Con un cattolico “adulto” al Campidoglio, il papa che farà?
La
politica “è cosa vostra”, ha detto Francesco ai vescovi italiani
lo scorso 23 maggio. Ma tutto fa prevedere che anche lui si troverà
presto alle strette su questo terreno minato.
Da
lunedì 10 giugno Roma avrà un nuovo sindaco. E i pronostici danno
in testa Ignazio Marino, uno di quei cattolici cosiddetti adulti “nel
senso dell’atteggiamento di chi non dà più ascolto alla Chiesa e
ai suoi pastori”.
Il
virgolettato è di Benedetto XVI, che il 28 giugno 2009, in
un’omelia a
San Paolo fuori le Mura, non era andato leggero nel tracciare il
ritratto di questa categoria:
“Lo
si presenta come ‘coraggio’ di esprimersi contro il magistero
della Chiesa. In realtà non ci vuole per questo del coraggio, perché
si può sempre essere sicuri del pubblico applauso.
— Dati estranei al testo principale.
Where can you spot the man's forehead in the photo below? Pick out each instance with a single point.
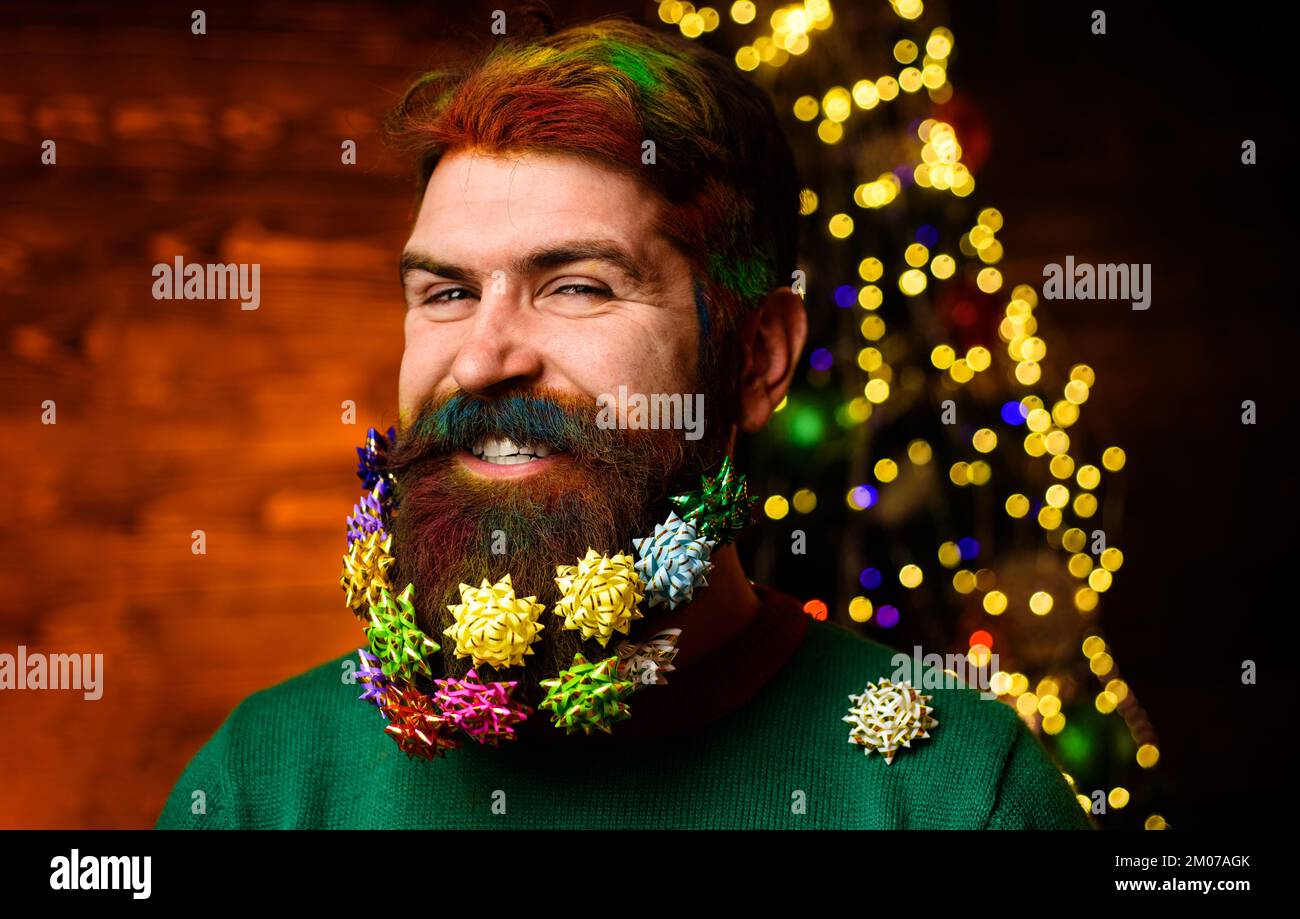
(505, 203)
Coraggio ci vuole
piuttosto per aderire alla fede della Chiesa, anche se questa
contraddice lo ’schema’ del mondo contemporaneo”.
Da
quello che si è visto nella campagna elettorale, il
candidato-sindaco Marino sta marciando proprio su questa strada e si
prepara a sfornare dei provvedimenti invisi al magistero della
Chiesa, a cominciare dai registri per le coppie omosessuali.
La
controprova c’è stata nella settimana che ha preceduto il
ballottaggio per l’elezione del sindaco della capitale.
Domenica
2 giugno su “Avvenire” è apparso un appello rivolto
ai due candidati Marino e Gianni Alemanno, sottoscritto da
rappresentanti di associazioni cattoliche romane e nazionali (da
Scienza e Vita e dal Forum Famiglie a Retinopera, fino a Rinnovamento
nello Spirito e MCL; ma con le assenze di Azione Cattolica, ACLI,
Sant’Egidio, Focolarini), da alcune personalità accademiche del
calibro dell’economista Stefano Zamagni e dello storico Giuseppe
Ignesti, nonché da due ex parlamentari come Domenico di Virgilio e
Alfredo Mantovano.
Gli
autori dell’appello chiedevano ai candidati-sindaci di prendere
posizione riguardo alla libertà di scelta educativa per i genitori e
alle scuole paritarie (oggetto di un recente referendum a Bologna che
intendeva privarle dei finanziamenti comunali). Poi su vita nascente,
terminale e in condizioni di fragilità, nonché sul controverso tema
dei registri dei testamenti biologici. Infine, sulla tutela della
famiglia, con una richiesta di dire se volessero istituire dei
registri “per le unioni civili omosessuali”.
Alemanno
rispose prontamente, in consonanza con le attese dei firmatari
dell’appello. Ma Marino no.
O
meglio, Marino ha giustificato la sua non risposta dicendo di non
accettare “patenti” di cattolicità date dai propri avversari. Ha
rivendicato di aver già scritto un libro su questi temi con il
cardinale Carlo Maria Martini. E sul testamento biologico ha citato a
proprio sostegno il brano del Catechismo della Chiesa cattolica
contro l’accanimento terapeutico. Quanto a papa Francesco, s’è
detto tranquillo: “Non mi sembra che voglia entrare nella politica
interna di una città”.
Ma
su questa inazione del papa le previsioni sono tutt’altro che
sicure. A Buenos Aires, messo alle corde, Jorge Mario Bergoglio non
piegò il capo né tenne la bocca chiusa, anzi, fece fuoco e fiamme
quando il governo argentino legiferò in contrasto con la Chiesa su
materie non negoziabili.
E
qui è verosimile che farà lo stesso. Prima ancora che papa,
Francesco ama definirsi ed essere “vescovo di Roma”. Difficile
che stia zitto – dopo tanto predicare contro gli “schemi” del
mondo – se Marino, eletto sindaco della città, darà seguito ai
suoi propositi di cattolico adulto.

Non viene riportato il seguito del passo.